Repetitions: 8 to 12, unless otherwise noted
Sets: 1 to 3, depending on your fitness level
Rest/recovery between sets: 45 seconds
1. Front Squat: Perform this exercise in the squat rack at the gym. Position feet about one and a half shoulder-widths apart and place the barbell at chest height. Position the barbell on the front portion of your shoulders, crossing arms to secure barbell. Place hands on the top potion of the barbell with the upper arms creating a 90-degree angle with chest. Walk slightly back from the racked position of the barbell and secure your stance. Inhale and lower hips slowly until quads are parallel to the floor. Pause. In one explosive motion, exhale and drive hips to the original position.
Coach’s tip: Like any squat, keep your core tight and chin parallel to the floor, and don't let your knees bend past your toes. It’s also important to remain flat-footed throughout this lift. Distribute weight through your heels and keep them securely fastened to the floor to prevent tilting forward. Begin with just the barbell and work your way up to added weights.
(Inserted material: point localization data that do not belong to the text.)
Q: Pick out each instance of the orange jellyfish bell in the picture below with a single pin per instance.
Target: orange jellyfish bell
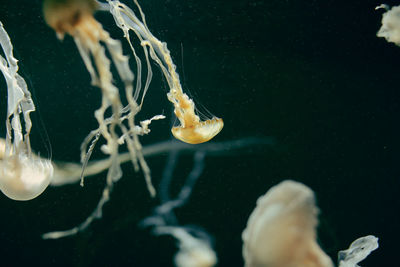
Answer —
(192, 130)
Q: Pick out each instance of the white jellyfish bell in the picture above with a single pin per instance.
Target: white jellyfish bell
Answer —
(23, 175)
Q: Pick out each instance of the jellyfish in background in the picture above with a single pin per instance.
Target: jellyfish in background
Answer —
(390, 29)
(281, 232)
(23, 175)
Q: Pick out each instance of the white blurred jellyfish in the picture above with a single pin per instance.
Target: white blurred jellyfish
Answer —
(357, 251)
(23, 176)
(390, 29)
(281, 232)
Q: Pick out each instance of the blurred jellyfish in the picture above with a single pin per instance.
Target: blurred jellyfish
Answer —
(194, 244)
(281, 232)
(23, 175)
(390, 29)
(357, 251)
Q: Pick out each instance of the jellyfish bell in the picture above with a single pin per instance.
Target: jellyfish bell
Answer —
(24, 177)
(65, 15)
(198, 132)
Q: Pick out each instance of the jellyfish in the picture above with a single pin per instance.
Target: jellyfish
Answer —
(191, 130)
(358, 251)
(281, 232)
(390, 29)
(23, 175)
(75, 17)
(281, 229)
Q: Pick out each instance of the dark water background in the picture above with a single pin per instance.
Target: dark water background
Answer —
(311, 74)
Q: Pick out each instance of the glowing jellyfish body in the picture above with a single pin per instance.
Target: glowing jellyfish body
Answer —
(23, 176)
(191, 129)
(390, 29)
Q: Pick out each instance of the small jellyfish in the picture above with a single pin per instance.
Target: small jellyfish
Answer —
(23, 175)
(390, 29)
(191, 129)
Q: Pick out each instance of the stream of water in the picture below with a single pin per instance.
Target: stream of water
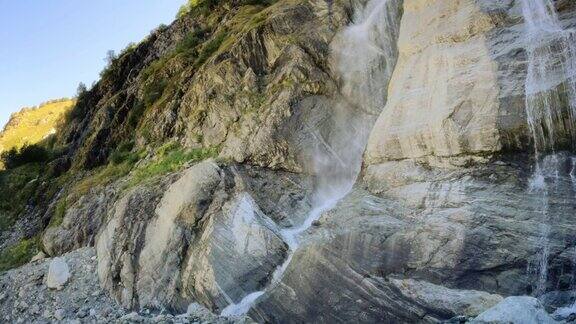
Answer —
(365, 56)
(550, 109)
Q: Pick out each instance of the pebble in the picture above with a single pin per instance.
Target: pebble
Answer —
(59, 314)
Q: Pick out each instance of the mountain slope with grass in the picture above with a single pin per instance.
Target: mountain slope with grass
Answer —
(32, 125)
(292, 161)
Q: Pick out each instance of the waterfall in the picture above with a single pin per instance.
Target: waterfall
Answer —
(364, 55)
(550, 109)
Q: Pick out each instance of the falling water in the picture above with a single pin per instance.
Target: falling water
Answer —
(365, 54)
(550, 108)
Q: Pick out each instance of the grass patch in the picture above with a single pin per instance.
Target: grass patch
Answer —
(17, 186)
(210, 48)
(169, 158)
(18, 254)
(32, 125)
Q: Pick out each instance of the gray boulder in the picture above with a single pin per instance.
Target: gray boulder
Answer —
(516, 310)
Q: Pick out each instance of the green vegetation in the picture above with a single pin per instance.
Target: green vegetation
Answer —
(18, 254)
(32, 125)
(17, 186)
(169, 158)
(210, 48)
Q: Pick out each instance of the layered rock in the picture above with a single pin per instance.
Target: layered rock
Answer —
(203, 238)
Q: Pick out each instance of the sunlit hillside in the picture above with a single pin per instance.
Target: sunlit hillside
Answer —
(31, 125)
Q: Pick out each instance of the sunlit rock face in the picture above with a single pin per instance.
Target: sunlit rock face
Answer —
(453, 145)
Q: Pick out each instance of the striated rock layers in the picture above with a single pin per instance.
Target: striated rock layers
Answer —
(414, 108)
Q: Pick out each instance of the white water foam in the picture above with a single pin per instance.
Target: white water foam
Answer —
(365, 61)
(550, 108)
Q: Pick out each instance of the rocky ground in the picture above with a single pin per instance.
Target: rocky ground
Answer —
(76, 296)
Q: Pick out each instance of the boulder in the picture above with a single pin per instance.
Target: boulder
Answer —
(58, 274)
(516, 310)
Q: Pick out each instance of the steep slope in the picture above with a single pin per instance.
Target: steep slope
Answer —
(32, 125)
(326, 161)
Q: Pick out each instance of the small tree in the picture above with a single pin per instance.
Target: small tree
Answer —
(110, 57)
(81, 89)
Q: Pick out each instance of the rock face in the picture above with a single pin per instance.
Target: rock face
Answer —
(443, 215)
(516, 310)
(24, 298)
(204, 238)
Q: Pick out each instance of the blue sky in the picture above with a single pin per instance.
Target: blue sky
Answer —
(47, 47)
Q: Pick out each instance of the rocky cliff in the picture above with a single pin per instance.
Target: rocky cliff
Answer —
(327, 161)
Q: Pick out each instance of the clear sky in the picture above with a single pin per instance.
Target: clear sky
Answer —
(47, 47)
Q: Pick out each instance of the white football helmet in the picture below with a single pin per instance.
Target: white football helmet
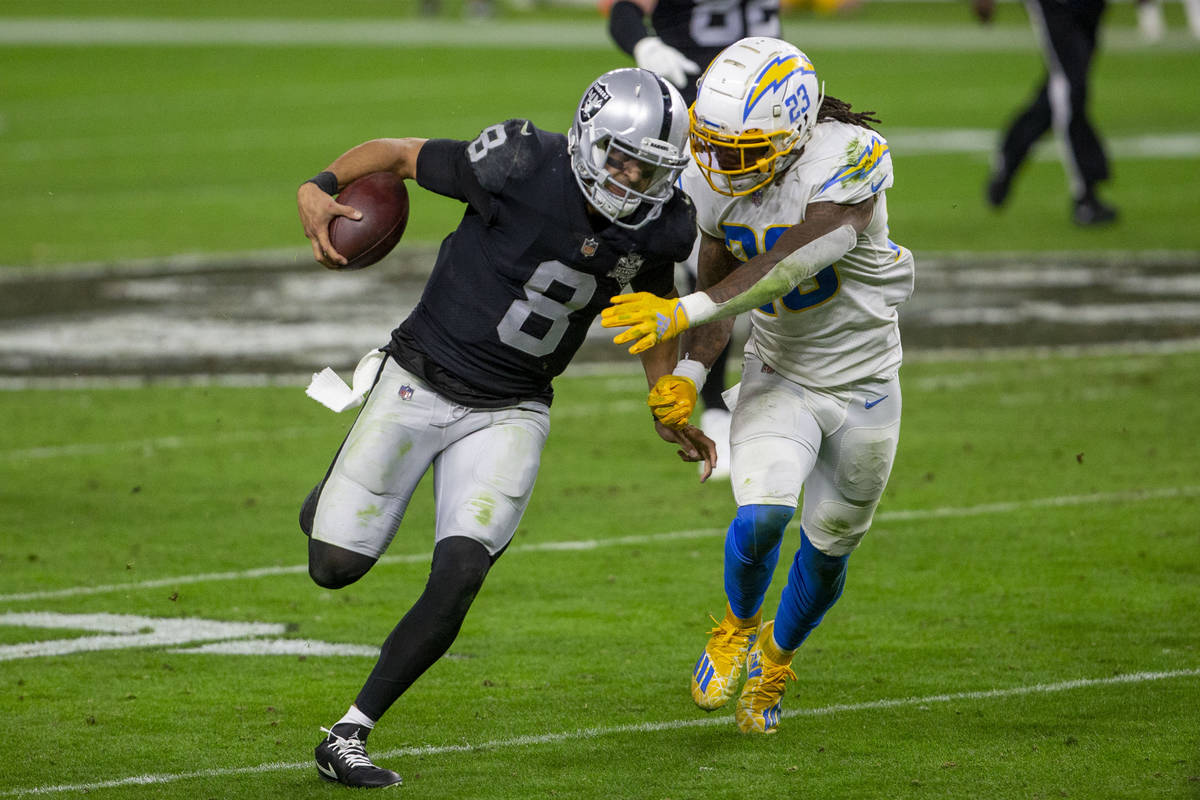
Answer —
(628, 144)
(755, 108)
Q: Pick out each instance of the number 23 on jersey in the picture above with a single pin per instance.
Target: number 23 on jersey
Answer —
(743, 242)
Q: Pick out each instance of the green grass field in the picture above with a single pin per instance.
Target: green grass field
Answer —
(1039, 529)
(1023, 620)
(137, 149)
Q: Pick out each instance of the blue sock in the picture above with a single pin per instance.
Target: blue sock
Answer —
(814, 585)
(751, 552)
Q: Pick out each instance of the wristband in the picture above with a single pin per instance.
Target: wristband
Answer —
(325, 181)
(695, 371)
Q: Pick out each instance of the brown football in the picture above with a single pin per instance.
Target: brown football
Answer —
(383, 200)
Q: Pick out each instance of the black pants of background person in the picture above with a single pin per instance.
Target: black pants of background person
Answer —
(1067, 31)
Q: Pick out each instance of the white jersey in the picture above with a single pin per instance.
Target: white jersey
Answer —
(840, 325)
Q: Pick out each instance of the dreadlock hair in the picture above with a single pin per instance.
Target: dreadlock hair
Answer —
(839, 112)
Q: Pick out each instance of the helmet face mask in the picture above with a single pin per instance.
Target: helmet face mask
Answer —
(755, 109)
(628, 145)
RELATED: For more booty-shaping, learn 12 ways to spice up your squats for better results.
2. Luggage Lift (a.k.a. Single-Arm Deadlift): Begin with a 25-pound barbell or a dumbbell you can easily move without breaking form. Hold the weight in your right hand at your hip at approximately pocket level. Position feet about one and a half shoulder-widths apart. Lower hips to the floor as if performing a squat (or picking up luggage). Exhale while contracting hamstrings and gluteus as you return to standing, pushing hips forward.
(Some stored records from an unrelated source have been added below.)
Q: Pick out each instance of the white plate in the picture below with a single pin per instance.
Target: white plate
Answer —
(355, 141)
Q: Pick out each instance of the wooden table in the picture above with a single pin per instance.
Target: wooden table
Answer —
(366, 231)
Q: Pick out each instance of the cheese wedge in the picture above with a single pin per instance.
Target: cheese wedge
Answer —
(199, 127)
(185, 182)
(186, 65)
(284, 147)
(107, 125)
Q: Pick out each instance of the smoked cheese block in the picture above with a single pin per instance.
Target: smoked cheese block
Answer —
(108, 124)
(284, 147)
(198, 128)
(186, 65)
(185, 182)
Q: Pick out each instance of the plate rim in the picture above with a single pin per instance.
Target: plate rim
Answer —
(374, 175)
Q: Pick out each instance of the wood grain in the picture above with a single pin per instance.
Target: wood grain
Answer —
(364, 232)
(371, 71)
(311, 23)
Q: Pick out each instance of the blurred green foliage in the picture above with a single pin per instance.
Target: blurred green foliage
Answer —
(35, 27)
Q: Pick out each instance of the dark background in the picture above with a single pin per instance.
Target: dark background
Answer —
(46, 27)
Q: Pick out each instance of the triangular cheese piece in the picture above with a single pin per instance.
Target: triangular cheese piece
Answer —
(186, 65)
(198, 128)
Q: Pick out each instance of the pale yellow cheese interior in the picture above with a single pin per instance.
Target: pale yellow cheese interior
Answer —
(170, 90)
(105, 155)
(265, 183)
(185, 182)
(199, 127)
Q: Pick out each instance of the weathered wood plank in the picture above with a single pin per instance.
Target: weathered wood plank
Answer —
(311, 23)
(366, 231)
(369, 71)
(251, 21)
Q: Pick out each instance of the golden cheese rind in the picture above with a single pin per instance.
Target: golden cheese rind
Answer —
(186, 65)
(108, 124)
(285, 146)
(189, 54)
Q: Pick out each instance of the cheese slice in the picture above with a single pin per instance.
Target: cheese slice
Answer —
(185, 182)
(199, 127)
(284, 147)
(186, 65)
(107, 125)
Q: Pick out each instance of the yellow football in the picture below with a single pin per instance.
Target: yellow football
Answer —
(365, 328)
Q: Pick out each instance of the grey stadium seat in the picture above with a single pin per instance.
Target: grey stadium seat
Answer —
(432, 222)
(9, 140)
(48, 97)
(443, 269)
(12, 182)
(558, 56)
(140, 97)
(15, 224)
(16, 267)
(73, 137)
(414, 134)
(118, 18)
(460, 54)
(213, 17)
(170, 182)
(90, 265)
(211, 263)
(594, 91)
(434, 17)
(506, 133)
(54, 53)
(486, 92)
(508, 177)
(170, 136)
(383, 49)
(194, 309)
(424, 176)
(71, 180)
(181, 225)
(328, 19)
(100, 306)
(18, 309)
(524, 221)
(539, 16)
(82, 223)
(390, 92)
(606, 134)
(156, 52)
Coach’s tip: Begin with a hand weight to learn proper form while gaining confidence with the lift before using a straight weight bar. The bar will force you to work harder to control the weight and prevent yourself from twisting.
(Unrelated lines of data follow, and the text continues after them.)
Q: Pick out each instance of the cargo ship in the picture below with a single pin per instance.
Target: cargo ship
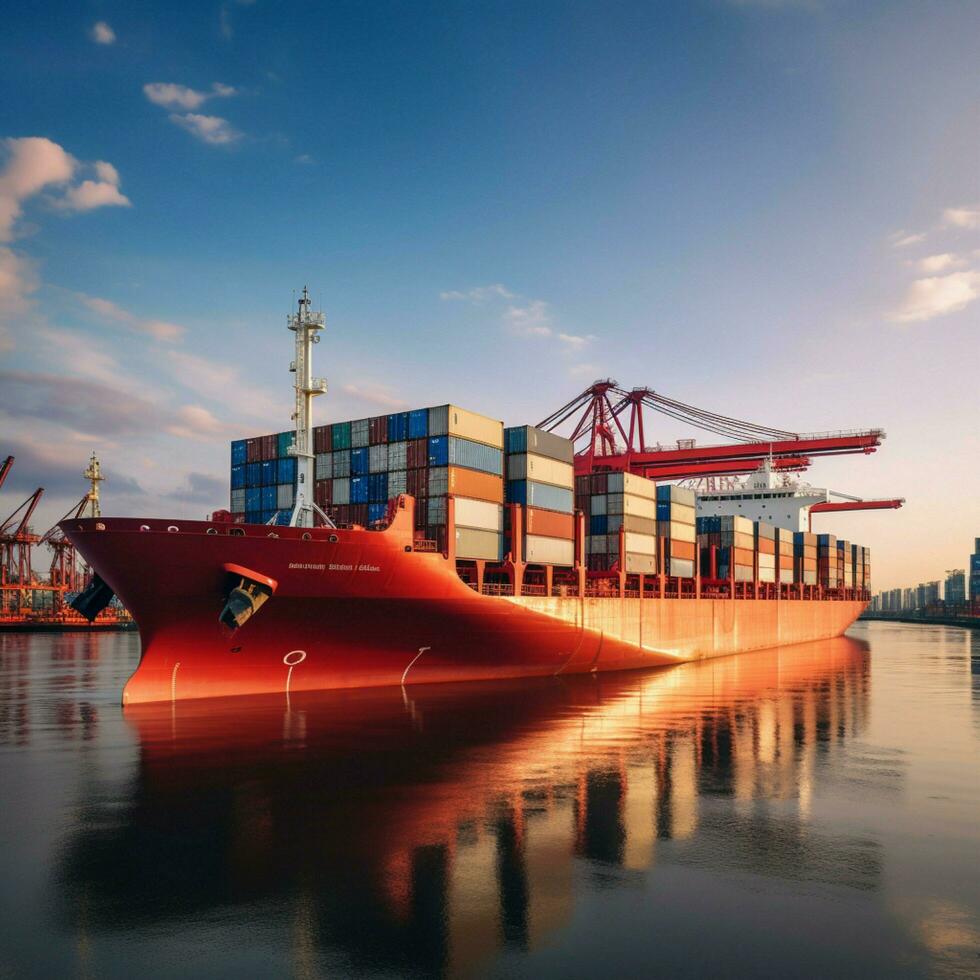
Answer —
(436, 546)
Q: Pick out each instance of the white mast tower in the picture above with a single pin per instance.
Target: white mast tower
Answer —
(306, 324)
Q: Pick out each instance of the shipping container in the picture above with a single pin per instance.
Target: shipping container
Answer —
(359, 462)
(360, 433)
(465, 483)
(359, 490)
(340, 490)
(542, 550)
(541, 469)
(398, 427)
(548, 523)
(528, 439)
(418, 423)
(532, 494)
(451, 420)
(340, 436)
(397, 455)
(397, 483)
(480, 514)
(456, 451)
(474, 543)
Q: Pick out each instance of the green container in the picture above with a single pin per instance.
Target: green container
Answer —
(340, 435)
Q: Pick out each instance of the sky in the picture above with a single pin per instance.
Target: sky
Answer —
(767, 208)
3. Double Lumberjack Swings: Begin with a dumbbell that is heavy enough to challenge you without breaking form. Position feet about one and a half shoulder-widths apart. Grasp the dumbbell with both hands on one end and arms fully extended between legs. Inhale and lower hips until quads are parallel with the floor. In one explosive movement, exhale while driving hips toward the ceiling and swinging the dumbbell until it is parallel to the floor at chest level.
Coach’s tip: This move is about control. To avoid creating a pendulum-like motion with the dumbbell, which can cause your body to lean too far forward, select a weight that you can control throughout the entire movement.
RELATED: Swings are often used in CrossFit, but you don't need a gym to gain the benefits of the workout craze. Try our at-home CrossFit workout.
4. Fall Outs (a.k.a. Pull-Up): Begin with a flat bench or 24- to 36-inch box underneath a pull-up bar. Step up onto the bench or box and extend both hands overhead. In one explosive movement, lower down into a squat as fast as possible and explode upward toward the pull-up bar. Grab on with both hands (palms facing away from body) and use momentum to pull yourself up. As soon as your chin clears the bar, pause and slowly lower back onto the bench or box.
Coach’s tip: Make sure your hands are dry. I recommend a good pair of training gloves that will provide adequate protection and grip.
5. Row This Way: Think plank meets dumbbell row. Choose a pair of dumbbells that you can easily control without compromising your form. Begin in a standard push-up position with one dumbbell in each hand. Squeeze right hand and lift right elbow upward, past the middle of back. Return to the starting position and repeat with left arm. Continue to alternate for a total of 12 to 20 repetitions.
Coach’s tip: Do not rotate your hips as you move your arms. To prevent this from happening, contract both your gluteus and abdominal region as tight as possible throughout the entire set.